Gazette had reported that commuters and car owners were on Monday stranded in the city as fuel scarcity imposed further hardship on residents.
It was also reported that the few stations selling were dispensing above the normal pump price as metres were adjusted to N165 as against N160 or N163 being the case earlier.
Further check by DAILY POST correspondent who monitored the market situation in some parts of the city on Tuesday, showed that the situation got worse as stations previously dispensing locked out customers.
The fuel crisis created tension in some parts of the city as many shops and factories started shutting down due to lack of fuel and the current epileptic power supply.
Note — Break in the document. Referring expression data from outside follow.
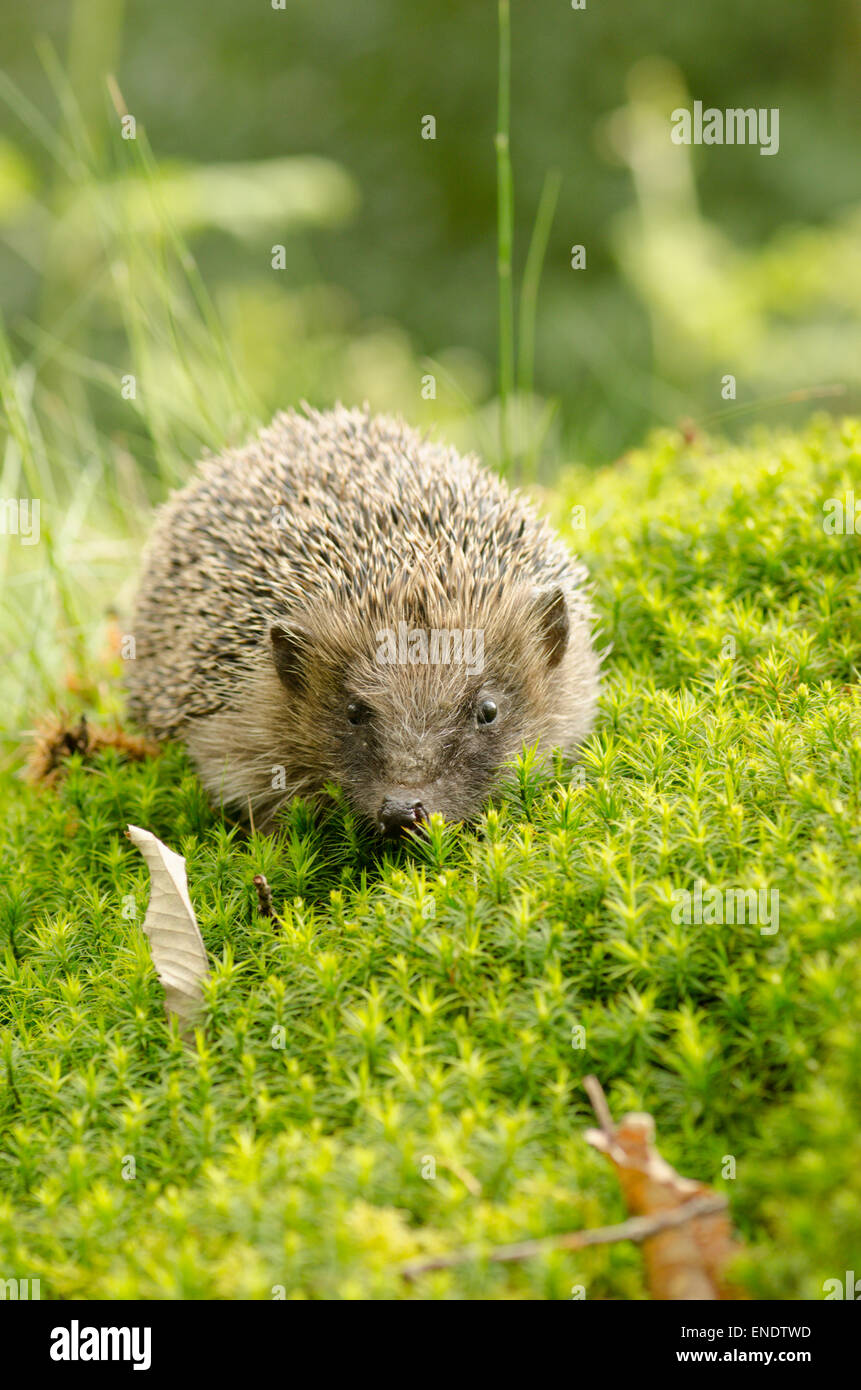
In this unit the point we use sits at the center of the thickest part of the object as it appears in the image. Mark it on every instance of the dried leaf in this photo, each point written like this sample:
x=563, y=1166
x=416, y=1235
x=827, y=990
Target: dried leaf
x=171, y=927
x=685, y=1261
x=56, y=738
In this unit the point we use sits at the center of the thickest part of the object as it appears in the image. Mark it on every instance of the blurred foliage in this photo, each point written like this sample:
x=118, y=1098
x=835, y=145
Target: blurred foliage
x=427, y=994
x=700, y=262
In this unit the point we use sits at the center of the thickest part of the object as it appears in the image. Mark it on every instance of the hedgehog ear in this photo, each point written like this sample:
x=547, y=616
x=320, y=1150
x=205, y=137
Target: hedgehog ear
x=290, y=645
x=551, y=615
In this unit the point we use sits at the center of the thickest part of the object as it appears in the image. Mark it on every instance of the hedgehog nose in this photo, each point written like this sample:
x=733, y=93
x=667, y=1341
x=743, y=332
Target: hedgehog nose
x=401, y=815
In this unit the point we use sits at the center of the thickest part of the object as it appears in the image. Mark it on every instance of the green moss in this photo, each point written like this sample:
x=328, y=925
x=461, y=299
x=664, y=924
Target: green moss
x=429, y=1002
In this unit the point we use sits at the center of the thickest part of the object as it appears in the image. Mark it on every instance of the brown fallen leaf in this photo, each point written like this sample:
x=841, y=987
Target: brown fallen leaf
x=683, y=1225
x=682, y=1261
x=57, y=738
x=170, y=925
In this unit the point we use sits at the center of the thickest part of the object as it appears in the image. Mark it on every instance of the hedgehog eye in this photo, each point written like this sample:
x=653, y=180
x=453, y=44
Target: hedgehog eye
x=356, y=712
x=487, y=712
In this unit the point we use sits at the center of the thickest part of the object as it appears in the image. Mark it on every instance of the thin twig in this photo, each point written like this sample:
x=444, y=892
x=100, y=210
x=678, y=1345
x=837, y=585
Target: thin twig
x=637, y=1229
x=596, y=1093
x=264, y=895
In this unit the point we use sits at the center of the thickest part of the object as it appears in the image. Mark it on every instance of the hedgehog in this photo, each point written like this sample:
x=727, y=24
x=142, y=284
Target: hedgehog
x=345, y=602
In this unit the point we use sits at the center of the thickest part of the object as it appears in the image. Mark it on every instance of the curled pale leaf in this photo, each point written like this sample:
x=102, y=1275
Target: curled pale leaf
x=171, y=929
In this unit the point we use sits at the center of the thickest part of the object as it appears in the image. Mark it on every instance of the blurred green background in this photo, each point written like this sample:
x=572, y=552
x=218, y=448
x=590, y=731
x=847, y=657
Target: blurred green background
x=700, y=262
x=145, y=321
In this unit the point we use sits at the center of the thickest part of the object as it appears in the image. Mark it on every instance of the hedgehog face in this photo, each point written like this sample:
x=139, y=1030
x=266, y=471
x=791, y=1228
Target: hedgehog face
x=416, y=719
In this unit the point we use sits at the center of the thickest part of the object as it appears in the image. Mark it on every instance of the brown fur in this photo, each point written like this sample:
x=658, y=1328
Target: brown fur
x=379, y=527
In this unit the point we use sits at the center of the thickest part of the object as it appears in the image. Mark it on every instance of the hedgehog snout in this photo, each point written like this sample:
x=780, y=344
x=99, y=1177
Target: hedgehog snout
x=399, y=813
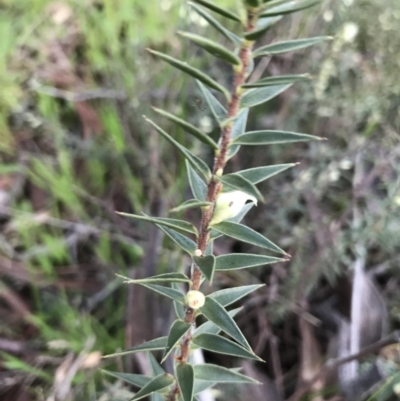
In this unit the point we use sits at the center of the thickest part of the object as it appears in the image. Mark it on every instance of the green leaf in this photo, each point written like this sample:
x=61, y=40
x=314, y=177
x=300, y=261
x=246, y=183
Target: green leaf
x=177, y=331
x=210, y=327
x=222, y=345
x=167, y=292
x=216, y=108
x=175, y=224
x=152, y=345
x=185, y=377
x=218, y=10
x=194, y=72
x=259, y=174
x=214, y=23
x=191, y=129
x=246, y=234
x=156, y=384
x=206, y=264
x=216, y=313
x=210, y=372
x=230, y=295
x=212, y=47
x=289, y=7
x=161, y=278
x=236, y=181
x=235, y=261
x=288, y=46
x=263, y=24
x=198, y=186
x=277, y=80
x=196, y=162
x=137, y=380
x=189, y=204
x=269, y=137
x=256, y=96
x=184, y=242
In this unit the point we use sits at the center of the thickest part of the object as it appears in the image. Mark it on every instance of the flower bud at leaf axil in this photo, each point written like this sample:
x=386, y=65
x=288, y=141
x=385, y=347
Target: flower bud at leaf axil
x=195, y=299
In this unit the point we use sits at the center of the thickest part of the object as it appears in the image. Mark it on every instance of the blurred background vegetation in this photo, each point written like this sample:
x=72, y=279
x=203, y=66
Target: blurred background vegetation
x=75, y=80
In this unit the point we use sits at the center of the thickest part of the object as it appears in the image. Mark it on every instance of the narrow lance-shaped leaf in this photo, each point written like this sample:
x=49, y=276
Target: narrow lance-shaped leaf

They are now unable to run their businesses.
An attendant in one of the Nigerian National Petroleum Corporation, NNPC, station along the Airport road Lugbe, told DAILY POST correspondent that the station was out of stock since Monday evening.
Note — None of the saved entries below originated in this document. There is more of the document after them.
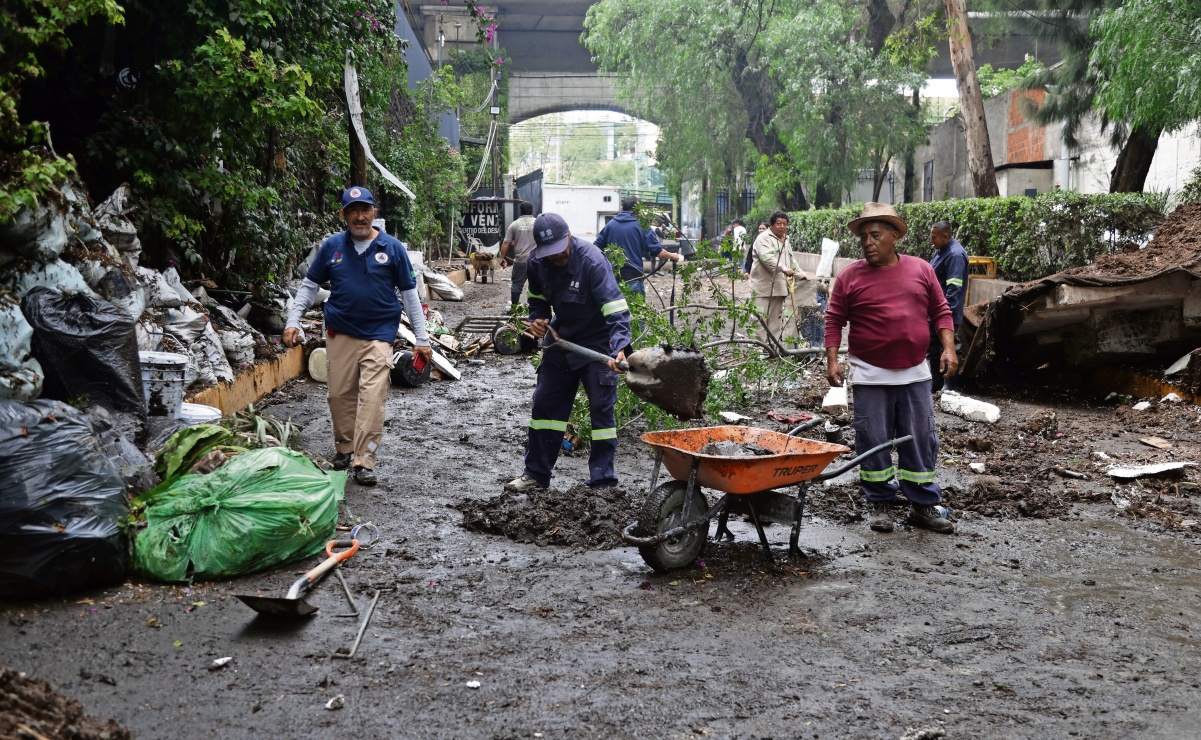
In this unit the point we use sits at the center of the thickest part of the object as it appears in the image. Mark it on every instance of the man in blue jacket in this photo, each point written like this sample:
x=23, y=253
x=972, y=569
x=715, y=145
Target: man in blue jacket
x=365, y=268
x=635, y=243
x=573, y=292
x=950, y=263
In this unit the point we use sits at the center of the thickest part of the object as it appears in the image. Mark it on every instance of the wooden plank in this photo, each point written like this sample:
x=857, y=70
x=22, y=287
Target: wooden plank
x=252, y=385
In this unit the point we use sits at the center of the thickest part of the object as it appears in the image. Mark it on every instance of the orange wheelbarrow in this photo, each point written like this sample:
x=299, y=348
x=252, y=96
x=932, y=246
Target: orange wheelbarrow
x=673, y=526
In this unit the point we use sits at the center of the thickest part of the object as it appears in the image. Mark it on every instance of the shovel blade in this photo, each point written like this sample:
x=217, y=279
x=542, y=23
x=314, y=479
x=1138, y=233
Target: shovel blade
x=270, y=606
x=674, y=379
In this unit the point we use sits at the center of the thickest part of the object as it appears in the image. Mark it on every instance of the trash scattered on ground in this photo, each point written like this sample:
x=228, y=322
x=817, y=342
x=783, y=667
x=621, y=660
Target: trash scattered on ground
x=788, y=417
x=61, y=503
x=969, y=409
x=263, y=508
x=1148, y=471
x=580, y=517
x=33, y=709
x=1158, y=442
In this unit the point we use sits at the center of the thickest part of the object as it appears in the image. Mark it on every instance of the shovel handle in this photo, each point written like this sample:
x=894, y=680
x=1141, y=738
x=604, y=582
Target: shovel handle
x=589, y=353
x=332, y=560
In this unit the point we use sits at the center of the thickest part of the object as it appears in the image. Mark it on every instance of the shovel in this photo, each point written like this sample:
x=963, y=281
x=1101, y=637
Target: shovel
x=292, y=604
x=674, y=379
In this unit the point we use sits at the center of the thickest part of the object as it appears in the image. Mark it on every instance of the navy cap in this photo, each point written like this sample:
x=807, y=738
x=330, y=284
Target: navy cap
x=357, y=195
x=550, y=236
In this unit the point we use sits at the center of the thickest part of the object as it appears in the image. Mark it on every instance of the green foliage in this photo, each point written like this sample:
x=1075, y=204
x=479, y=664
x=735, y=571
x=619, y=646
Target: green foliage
x=29, y=31
x=995, y=82
x=798, y=91
x=1191, y=190
x=1148, y=57
x=1028, y=237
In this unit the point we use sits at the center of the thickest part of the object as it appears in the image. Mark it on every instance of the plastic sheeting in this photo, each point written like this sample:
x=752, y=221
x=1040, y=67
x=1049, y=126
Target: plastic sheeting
x=61, y=503
x=87, y=347
x=21, y=374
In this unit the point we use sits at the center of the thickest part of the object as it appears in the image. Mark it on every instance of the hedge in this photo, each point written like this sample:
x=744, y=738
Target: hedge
x=1028, y=237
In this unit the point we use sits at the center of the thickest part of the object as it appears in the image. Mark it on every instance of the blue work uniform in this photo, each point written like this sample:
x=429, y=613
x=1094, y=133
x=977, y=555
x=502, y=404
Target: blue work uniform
x=635, y=243
x=950, y=266
x=363, y=287
x=585, y=306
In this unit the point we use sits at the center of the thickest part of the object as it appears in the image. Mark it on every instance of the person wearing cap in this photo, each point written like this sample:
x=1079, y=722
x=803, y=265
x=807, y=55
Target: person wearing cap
x=890, y=302
x=771, y=266
x=365, y=269
x=635, y=243
x=517, y=246
x=950, y=263
x=573, y=293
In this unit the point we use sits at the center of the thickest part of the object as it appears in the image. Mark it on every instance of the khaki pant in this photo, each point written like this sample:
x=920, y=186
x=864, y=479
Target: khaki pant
x=772, y=308
x=359, y=377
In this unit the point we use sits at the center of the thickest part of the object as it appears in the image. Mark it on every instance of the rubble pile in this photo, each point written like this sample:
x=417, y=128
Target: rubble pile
x=73, y=249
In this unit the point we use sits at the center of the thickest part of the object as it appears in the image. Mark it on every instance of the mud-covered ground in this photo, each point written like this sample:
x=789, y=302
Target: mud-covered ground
x=1050, y=613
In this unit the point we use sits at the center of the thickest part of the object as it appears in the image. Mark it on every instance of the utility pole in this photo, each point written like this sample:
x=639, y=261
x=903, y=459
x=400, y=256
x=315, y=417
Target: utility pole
x=984, y=175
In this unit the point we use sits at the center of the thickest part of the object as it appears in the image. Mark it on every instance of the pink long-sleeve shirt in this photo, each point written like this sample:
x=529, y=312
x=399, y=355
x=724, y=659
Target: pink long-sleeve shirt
x=890, y=310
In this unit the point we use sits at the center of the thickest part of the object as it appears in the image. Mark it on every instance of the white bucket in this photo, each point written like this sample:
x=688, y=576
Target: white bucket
x=198, y=413
x=318, y=365
x=162, y=379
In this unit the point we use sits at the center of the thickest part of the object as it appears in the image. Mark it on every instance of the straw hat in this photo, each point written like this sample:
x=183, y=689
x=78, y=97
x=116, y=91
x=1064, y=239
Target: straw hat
x=879, y=212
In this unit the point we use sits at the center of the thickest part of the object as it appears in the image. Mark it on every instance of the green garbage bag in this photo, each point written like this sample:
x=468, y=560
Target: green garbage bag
x=263, y=508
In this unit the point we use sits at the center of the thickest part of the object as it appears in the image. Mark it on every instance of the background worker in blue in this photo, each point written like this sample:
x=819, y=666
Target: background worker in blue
x=635, y=243
x=950, y=263
x=365, y=268
x=573, y=291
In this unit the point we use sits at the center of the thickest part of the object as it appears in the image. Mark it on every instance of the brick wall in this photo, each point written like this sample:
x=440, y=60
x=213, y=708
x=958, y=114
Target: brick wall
x=1026, y=141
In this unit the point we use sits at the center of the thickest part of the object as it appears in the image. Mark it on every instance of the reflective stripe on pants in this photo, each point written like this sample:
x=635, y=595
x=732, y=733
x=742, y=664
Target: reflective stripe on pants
x=553, y=399
x=883, y=413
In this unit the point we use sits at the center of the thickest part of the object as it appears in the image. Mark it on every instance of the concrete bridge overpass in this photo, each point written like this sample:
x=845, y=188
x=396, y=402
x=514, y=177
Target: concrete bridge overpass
x=550, y=71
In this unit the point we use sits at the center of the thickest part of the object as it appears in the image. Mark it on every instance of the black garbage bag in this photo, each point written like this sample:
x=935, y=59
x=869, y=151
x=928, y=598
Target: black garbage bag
x=61, y=503
x=88, y=348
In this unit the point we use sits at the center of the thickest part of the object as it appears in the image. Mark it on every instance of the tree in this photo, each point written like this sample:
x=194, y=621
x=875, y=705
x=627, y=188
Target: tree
x=980, y=167
x=1148, y=60
x=1073, y=85
x=798, y=90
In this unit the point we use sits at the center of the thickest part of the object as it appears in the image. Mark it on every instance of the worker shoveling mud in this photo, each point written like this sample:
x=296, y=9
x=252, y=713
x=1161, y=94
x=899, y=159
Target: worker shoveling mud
x=674, y=379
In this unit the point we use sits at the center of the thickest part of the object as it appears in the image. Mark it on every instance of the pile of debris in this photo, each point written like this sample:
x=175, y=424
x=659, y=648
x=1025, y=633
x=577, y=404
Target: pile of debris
x=1139, y=306
x=76, y=250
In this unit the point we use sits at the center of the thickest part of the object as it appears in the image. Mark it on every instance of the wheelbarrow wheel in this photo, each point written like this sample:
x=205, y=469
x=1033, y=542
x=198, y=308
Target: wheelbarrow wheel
x=664, y=511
“People think we just refused to dispense fuel for them, how can we do that? The truth is that we don’t have fuel right now.
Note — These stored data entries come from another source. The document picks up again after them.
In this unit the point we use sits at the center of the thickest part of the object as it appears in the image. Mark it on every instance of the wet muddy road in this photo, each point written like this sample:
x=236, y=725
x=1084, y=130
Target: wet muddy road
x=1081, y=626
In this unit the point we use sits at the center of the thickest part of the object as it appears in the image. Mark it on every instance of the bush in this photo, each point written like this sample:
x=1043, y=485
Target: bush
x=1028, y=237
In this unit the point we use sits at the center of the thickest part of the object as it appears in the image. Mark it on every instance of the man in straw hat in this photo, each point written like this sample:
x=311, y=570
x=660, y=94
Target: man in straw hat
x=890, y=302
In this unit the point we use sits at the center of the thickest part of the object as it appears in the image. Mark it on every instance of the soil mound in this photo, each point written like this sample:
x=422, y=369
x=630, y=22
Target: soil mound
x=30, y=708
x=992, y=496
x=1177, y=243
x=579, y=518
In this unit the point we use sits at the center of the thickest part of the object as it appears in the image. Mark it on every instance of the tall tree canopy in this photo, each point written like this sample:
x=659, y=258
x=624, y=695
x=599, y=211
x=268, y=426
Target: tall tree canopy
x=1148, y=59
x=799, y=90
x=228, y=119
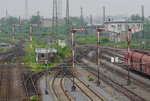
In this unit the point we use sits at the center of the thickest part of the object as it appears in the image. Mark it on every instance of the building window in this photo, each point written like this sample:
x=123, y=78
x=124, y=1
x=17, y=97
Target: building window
x=43, y=55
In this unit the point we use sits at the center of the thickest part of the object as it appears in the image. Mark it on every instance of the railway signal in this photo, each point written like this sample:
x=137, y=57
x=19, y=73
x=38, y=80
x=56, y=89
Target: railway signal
x=31, y=26
x=98, y=51
x=128, y=52
x=13, y=29
x=73, y=51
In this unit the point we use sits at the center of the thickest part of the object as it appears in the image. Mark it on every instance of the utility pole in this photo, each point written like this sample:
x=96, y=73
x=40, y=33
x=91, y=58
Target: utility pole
x=31, y=32
x=7, y=28
x=13, y=29
x=103, y=15
x=73, y=53
x=91, y=22
x=98, y=52
x=59, y=3
x=128, y=52
x=55, y=18
x=81, y=17
x=142, y=18
x=67, y=20
x=26, y=9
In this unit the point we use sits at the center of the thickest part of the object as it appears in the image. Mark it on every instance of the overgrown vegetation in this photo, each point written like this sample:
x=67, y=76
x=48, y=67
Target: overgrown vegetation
x=30, y=57
x=34, y=98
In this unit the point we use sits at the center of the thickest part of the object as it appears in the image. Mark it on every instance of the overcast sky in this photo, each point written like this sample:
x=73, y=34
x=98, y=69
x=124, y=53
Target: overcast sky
x=94, y=7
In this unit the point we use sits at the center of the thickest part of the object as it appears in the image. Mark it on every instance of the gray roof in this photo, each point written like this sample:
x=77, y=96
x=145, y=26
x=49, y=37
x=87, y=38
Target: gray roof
x=122, y=22
x=45, y=50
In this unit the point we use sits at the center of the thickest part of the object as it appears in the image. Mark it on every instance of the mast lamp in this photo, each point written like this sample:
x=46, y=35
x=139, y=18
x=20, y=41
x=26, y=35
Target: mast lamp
x=77, y=29
x=15, y=25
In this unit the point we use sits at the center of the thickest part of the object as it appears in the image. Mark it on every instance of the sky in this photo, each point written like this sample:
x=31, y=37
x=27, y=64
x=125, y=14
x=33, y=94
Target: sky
x=94, y=7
“When they supply us fuel, we will definitely sell to customers. We also want to make money”, she said.
A customer, Mr Ayodeji, who appeared frustrated at the station, said he visited no fewer than five commercial stations before landing at the NNPC.
“I came here after I have gone to many other stations on my way back from work thinking here would be my last bus stop.
“I have exhausted the little one I had in my tank, still I can’t get the product to get my car filled,” he lamented.
One of the officials at the NNPC in Bwari area who preferred not to be mentioned in print for the fear of victimization, said the situation was due to industrial action by tankers drivers.
According to him, “the tankers drivers have been on strike for the past few days now but it was announced this morning that they have suspended the industrial action.
“We were selling earlier today when our pump 1 and 2 were still dispensing but currently, we have no fuel in stock”.
When asked if normalcy is expected to return this week, he expressed hope that the station would be dispensing soon.
“Our tanker driver is currently on his way with enough products as I’m talking to you. The last time we spoke, he said he was at Dei Dei”, he added.
A customer at the filling stating who identified himself as Oseni, said he was bewildered by the ravaging situations.
According to him, he had no choice but to patronize the roadside sellers along Dutse Bridge while on his way to work on Tuesday morning.
“On my way to work this morning, I bought four litters of fuel at the rate of N3,000 under the Kubwa/Dutse bridge from black market traders.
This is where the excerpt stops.